Expressions used in Everyday Spoken English in Social and Professional contexts
1) widely sell, promote, or circulate something
How to MemorizePopularity HighProfessional HighSocial
peddle drugs/lies/false information
The verb 'to peddle' is used to describe the selling of something or promotion of material, sometimes in an aggressive or persuasive manner. When you peddle goods you sell something on the street directly to customers rather than on from a premises. The verb peddle is most often used when talking about selling something illegal or harmful such as peddling drugs for example. You can also use peddle when someone is trying to convince others of a story, ideology or idea, particularly when what they are saying is harmful or even wrong.
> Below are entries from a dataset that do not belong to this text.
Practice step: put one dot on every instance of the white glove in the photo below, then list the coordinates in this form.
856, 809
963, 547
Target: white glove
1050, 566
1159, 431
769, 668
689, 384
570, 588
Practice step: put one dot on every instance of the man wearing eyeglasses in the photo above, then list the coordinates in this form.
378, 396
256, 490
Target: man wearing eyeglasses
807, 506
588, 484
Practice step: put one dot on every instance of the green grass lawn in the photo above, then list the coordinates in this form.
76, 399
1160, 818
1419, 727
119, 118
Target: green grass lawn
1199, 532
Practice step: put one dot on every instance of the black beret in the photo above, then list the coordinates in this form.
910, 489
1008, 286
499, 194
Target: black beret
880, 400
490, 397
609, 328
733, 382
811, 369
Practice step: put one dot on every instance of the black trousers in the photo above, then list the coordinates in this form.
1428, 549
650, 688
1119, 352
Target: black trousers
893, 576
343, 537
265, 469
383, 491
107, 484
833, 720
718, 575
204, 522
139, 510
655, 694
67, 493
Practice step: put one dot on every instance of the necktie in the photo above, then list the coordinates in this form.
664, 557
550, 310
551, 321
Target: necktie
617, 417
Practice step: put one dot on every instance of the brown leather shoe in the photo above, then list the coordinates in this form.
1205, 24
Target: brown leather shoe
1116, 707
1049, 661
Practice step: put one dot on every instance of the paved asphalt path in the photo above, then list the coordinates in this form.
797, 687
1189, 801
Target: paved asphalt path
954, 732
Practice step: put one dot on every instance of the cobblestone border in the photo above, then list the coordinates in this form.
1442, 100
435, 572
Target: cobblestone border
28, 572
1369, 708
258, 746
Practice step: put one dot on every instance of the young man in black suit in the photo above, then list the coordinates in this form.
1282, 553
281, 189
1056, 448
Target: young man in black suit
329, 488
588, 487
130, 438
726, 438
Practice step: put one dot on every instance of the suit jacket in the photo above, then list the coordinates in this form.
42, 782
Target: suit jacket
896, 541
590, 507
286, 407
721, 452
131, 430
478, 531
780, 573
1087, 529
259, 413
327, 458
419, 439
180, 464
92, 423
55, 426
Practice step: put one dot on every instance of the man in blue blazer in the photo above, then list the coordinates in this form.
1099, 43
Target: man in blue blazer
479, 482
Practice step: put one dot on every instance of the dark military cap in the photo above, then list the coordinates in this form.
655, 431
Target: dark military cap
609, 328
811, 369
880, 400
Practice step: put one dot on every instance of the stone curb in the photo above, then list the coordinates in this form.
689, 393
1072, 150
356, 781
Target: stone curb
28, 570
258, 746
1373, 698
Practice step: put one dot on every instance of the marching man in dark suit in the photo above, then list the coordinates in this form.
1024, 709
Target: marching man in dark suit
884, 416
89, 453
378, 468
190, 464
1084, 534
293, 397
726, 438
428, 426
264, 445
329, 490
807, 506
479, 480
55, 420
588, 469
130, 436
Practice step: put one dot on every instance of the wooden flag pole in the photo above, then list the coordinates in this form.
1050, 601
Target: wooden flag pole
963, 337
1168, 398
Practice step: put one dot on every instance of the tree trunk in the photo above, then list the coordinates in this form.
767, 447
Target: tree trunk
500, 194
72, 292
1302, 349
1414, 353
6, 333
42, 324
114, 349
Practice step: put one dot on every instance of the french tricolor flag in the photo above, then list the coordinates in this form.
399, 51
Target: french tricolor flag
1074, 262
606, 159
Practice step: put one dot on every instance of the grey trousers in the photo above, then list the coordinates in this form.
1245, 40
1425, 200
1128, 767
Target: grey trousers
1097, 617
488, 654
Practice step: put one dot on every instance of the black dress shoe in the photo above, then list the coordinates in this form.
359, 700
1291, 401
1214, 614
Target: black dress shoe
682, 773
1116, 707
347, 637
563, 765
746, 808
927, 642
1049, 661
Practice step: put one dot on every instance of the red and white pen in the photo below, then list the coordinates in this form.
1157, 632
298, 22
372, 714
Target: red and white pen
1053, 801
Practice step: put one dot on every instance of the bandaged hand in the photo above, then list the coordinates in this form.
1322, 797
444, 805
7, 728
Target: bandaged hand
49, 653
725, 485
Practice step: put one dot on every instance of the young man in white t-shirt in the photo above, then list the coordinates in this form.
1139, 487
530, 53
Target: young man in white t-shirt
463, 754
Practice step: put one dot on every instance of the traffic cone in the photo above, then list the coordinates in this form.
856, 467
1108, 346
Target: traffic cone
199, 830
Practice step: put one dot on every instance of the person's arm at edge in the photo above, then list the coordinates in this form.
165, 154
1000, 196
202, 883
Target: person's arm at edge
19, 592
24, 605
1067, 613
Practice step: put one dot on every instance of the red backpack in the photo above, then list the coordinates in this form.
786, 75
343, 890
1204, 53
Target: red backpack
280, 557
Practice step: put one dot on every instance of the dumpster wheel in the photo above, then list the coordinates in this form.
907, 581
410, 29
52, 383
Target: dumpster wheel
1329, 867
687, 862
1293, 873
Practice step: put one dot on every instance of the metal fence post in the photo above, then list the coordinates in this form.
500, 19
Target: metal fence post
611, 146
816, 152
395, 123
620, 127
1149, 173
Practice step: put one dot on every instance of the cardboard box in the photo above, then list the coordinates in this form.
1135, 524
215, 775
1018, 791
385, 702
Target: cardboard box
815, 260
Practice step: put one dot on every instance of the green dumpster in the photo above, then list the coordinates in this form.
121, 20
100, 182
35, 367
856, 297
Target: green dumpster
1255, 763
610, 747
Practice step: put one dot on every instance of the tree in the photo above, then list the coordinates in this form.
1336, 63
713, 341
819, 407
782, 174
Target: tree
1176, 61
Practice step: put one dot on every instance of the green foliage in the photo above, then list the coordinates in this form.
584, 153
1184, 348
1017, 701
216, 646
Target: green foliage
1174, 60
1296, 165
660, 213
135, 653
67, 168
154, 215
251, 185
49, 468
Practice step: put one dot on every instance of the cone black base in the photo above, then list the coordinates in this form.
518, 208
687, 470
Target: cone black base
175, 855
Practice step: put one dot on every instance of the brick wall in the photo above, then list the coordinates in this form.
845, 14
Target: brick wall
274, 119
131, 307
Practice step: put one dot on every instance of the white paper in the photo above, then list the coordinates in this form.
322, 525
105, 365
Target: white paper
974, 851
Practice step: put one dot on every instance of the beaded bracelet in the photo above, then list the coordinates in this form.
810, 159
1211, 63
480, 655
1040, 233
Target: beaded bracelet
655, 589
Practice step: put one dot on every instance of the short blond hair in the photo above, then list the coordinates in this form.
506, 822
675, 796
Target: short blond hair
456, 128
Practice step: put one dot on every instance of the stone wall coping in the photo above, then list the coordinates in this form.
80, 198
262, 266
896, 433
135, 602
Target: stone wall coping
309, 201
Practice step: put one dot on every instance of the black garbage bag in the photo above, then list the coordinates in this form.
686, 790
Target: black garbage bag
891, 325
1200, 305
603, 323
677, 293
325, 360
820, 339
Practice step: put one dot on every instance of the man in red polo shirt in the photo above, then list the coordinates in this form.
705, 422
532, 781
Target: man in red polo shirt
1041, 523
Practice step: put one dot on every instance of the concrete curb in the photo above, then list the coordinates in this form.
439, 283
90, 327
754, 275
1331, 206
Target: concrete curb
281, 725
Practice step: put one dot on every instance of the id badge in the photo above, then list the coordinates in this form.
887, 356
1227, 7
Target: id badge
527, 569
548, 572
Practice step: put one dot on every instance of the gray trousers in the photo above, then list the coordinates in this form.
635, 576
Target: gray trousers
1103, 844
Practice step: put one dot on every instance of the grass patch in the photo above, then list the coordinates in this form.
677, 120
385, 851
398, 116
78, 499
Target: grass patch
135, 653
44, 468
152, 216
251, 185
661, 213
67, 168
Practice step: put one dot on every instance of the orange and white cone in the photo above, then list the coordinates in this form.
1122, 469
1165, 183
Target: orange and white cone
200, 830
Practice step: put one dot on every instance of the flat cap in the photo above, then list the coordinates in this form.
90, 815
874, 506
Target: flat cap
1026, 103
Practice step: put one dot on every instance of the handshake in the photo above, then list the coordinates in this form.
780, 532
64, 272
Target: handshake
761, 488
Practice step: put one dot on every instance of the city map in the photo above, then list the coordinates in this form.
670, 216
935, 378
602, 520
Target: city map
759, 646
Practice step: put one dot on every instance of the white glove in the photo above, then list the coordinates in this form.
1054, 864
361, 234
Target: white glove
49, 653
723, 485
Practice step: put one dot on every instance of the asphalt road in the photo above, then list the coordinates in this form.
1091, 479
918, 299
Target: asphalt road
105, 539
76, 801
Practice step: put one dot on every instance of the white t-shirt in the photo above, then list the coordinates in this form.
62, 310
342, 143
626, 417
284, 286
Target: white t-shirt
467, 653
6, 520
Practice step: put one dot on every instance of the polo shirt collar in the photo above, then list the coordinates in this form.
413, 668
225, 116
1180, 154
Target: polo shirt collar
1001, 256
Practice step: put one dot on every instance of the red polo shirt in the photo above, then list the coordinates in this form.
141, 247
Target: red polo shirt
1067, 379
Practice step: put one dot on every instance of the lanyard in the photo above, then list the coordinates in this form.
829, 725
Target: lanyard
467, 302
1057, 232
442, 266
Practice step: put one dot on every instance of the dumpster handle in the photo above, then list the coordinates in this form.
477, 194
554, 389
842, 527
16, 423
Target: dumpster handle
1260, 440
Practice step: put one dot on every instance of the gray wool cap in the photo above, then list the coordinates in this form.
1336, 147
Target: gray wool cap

Do not confuse this verb with 'pedal' meaning a lever controlled with your foot or 'to pedal' a bicycle.
Social Examples (Basic)
The police arrested Andy yesterday for peddling drugs to young people in the area.
I discovered a far-right organisation peddling their racist views to young people on the Internet.
I used to peddle T-shirts outside concerts to make extra money when I was in college.
Professional Examples (Basic)
The politician accused the journalist of using his newspaper column to peddle fake news.
I know that there is no way you'll be able to honour any of the assurances you made in the negotiations, so peddle your lies elsewhere.